That phrase is a reusable control token. It lets adjacent clips inherit motion logic without repeating the full camera description.

Audio Is Mandatory

Audio is not decoration — it defines timing:

Ambient Sound: oven humming, steam, distant noise
Dialogue Beats: quoted dialogue, [Beat] and [Silence] markers for pauses
Speaking mode: whispering vs speaking vs muttering
Music must be explicitly included or excluded

Prompting with only visual instructions tends to produce clips where sound feels disconnected from dramatic timing because it was not part of the design.

Prompt Structure Template

The recommended seven-step order is fixed.

Shot Establishment
Environment & Lighting
Character Position & Emotion
Core Action Sequence
Camera Movement (with timing)
Audio & Dialogue
Ending Visual Beat (pose, pause, reaction)

The Ending visual beat step is worth noting as a separate item. In video generation, the last few frames determine much of the perceived quality of a clip. Making the ending an explicit planning step is the practical approach.

Example: Cinematic Prompt (approx. 600 words)

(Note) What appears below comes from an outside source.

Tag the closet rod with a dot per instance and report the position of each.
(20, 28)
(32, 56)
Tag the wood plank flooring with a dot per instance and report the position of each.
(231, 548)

The spec’s main example starts with INT. OVEN – DAY. and demonstrates every rule in one shot.

  INT. OVEN – DAY.
Static camera positioned from inside the oven, looking outward through the slightly fogged glass door. The frame is tight and claustrophobic, bordered by dark metal edges. Warm golden light fills the interior, reflecting softly off the glass and illuminating a tray of freshly baked cookies resting just below frame center. Fine steam curls upward, leaving faint streaks across the glass.

The color palette is rich and inviting: honeyed browns, soft ambers, and glowing highlights. The air feels warm and dense, as if the oven itself is breathing.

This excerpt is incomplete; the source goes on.